- Twitter accidentally gives a gold verification badge to a fake Disney account that posts racial slurs.
- Elon Musk’s verification system on Twitter, which allows you to pay for verification badges, has generated chaos and controversy.
- Over the weekend, Twitter removed the legacy blue checkmarks, but within hours reset them for free for users with more than a million followers.
Complications with Twitter account verifications continue. As published by Variety this Monday, April 24, the company inadvertently granted a golden verification badge to a fake Disney account that publishes racial insults, without realizing it and due to the total absence of controls.
Twitter account @DisneyJuniorUK it sported a gold Twitter verification badge, accompanied by a message that read “This account is verified because it is an official business on Twitter.”
The account was suspended after the media attempted to contact Disney and Twitter about the issue.
The account, which by its content and number of followers does not appear to be an official Disney account, has posted racial and other tweets claiming that the adult animated series “South Park” and “Family Guy” would soon be available on Disney Junior UK. .
Twitter and account verification
Gold verification badges cost $1,000 a month, though Elon Musk’s network is charging nothing for longest-serving clients and most-followed brands.
The owner of the @DisneyJuniorUK account was “shocked” by his new verification status as 2,700 followers. He actually tweeted: “No way. That’s not true. Somebody pinch me.” he wrote next to a screenshot of the account’s profile page with the gold checkmark.
Both the account’s profile picture and banner used the same official Disney Junior logo as the actual Disney @DisneyJunior account, which also has a gold checkmark.
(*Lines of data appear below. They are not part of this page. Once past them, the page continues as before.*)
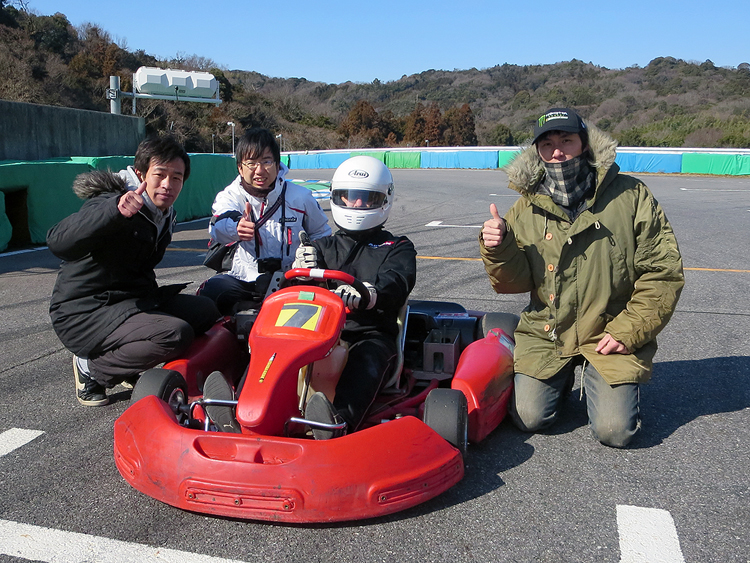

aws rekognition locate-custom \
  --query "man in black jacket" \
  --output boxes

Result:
[47,137,220,406]
[294,156,417,439]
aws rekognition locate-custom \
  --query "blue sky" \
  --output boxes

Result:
[28,0,750,84]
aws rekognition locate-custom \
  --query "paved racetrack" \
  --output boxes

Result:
[0,170,750,563]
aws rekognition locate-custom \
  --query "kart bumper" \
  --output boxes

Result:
[114,397,464,523]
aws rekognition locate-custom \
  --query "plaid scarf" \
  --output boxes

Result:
[537,154,596,219]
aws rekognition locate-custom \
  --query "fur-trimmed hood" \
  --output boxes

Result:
[503,125,617,194]
[73,170,128,199]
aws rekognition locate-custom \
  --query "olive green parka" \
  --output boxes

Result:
[479,127,685,385]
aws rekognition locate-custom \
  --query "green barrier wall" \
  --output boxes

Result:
[497,151,520,168]
[0,154,237,246]
[0,159,91,244]
[385,151,422,169]
[349,151,387,164]
[680,153,750,176]
[0,192,13,252]
[174,154,237,225]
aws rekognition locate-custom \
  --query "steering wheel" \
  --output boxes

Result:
[284,268,370,311]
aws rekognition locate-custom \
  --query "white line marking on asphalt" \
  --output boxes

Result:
[425,221,482,229]
[0,246,47,258]
[0,520,250,563]
[680,188,748,192]
[0,428,44,457]
[617,504,685,563]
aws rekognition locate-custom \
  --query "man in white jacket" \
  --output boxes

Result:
[198,128,331,315]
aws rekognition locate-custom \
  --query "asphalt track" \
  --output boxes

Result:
[0,170,750,563]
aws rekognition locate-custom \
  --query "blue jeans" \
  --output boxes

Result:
[510,361,641,448]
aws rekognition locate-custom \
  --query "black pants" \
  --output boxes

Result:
[88,294,221,387]
[333,333,397,432]
[198,274,263,315]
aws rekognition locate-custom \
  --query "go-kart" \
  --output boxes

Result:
[114,268,517,523]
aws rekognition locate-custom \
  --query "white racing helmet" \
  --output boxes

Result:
[331,156,393,231]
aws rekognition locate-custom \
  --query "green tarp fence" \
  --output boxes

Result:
[0,149,750,252]
[385,151,422,168]
[680,153,750,176]
[349,151,388,164]
[497,151,521,168]
[0,154,237,251]
[0,192,13,252]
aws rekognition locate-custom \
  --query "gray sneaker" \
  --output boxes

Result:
[73,354,109,407]
[203,371,242,434]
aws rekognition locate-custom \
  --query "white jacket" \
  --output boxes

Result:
[208,163,331,282]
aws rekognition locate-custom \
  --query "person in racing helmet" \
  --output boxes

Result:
[294,156,417,439]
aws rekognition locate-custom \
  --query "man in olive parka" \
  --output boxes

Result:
[479,108,684,447]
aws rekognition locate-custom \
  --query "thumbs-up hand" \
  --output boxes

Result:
[482,203,508,248]
[237,202,255,240]
[117,182,146,218]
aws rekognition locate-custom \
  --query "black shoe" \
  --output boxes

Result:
[305,391,343,440]
[73,355,109,407]
[203,371,242,434]
[120,375,138,389]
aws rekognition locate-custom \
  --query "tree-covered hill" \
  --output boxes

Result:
[0,0,750,152]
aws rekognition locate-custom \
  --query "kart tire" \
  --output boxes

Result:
[477,313,521,338]
[423,389,469,457]
[130,368,188,419]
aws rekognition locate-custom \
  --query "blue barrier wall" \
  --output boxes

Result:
[615,153,682,174]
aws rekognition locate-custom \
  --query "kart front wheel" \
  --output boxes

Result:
[477,313,520,338]
[423,389,469,456]
[130,368,188,421]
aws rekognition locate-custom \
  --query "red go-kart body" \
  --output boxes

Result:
[114,270,513,522]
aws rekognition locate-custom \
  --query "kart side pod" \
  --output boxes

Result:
[451,329,514,443]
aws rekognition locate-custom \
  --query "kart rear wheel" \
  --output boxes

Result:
[424,389,469,456]
[130,368,187,422]
[477,313,520,338]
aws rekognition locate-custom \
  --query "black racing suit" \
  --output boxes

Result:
[312,227,417,431]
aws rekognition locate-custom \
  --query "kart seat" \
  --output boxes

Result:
[297,301,409,402]
[383,299,409,391]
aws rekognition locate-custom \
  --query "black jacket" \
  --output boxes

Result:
[47,171,183,357]
[312,228,417,340]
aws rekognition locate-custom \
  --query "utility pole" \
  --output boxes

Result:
[227,121,234,154]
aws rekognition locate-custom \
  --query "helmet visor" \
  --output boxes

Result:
[331,188,386,209]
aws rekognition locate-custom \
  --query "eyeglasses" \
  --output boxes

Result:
[242,158,276,170]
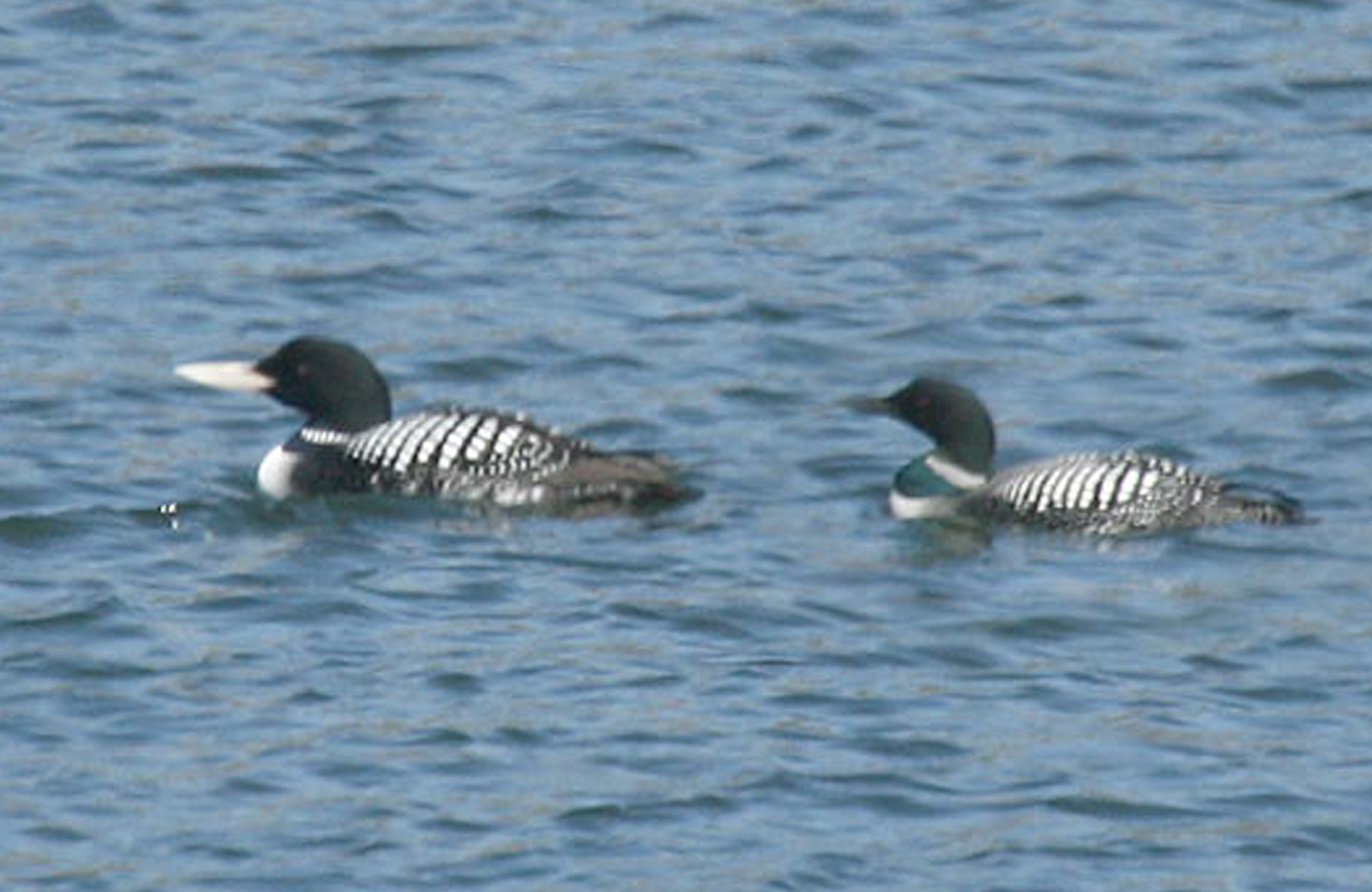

The real Disney Junior account has 50k followers, a description in the bio that reads “Where the magic begins!” and, next to your gold check mark, a small button that links you to the main @Disney account.
Elon Musk Changes
One of Elon Musk’s first changes after taking over Twitter after paying $40 billion in 2022 was to end the previous verification system, which saw celebrities, companies and other public figures award blue verification badges through of a system that many believed to be unfair.
However, the system that Musk devised, which is based on the fact that users to pay for blue verification badges, it became chaos.
One of the most notable cases involved a user who changed his name to the pharmaceutical manufacturer Eli Lilly. After paying $8 for the verification badge, he tweeted that insulin, which can cost patients hundreds of dollars for just a few weeks’ supply, would be free.
The prank, which was hailed for drawing attention to the price gouging of such a major drug, wiped billions off Eli Lilly’s stock price.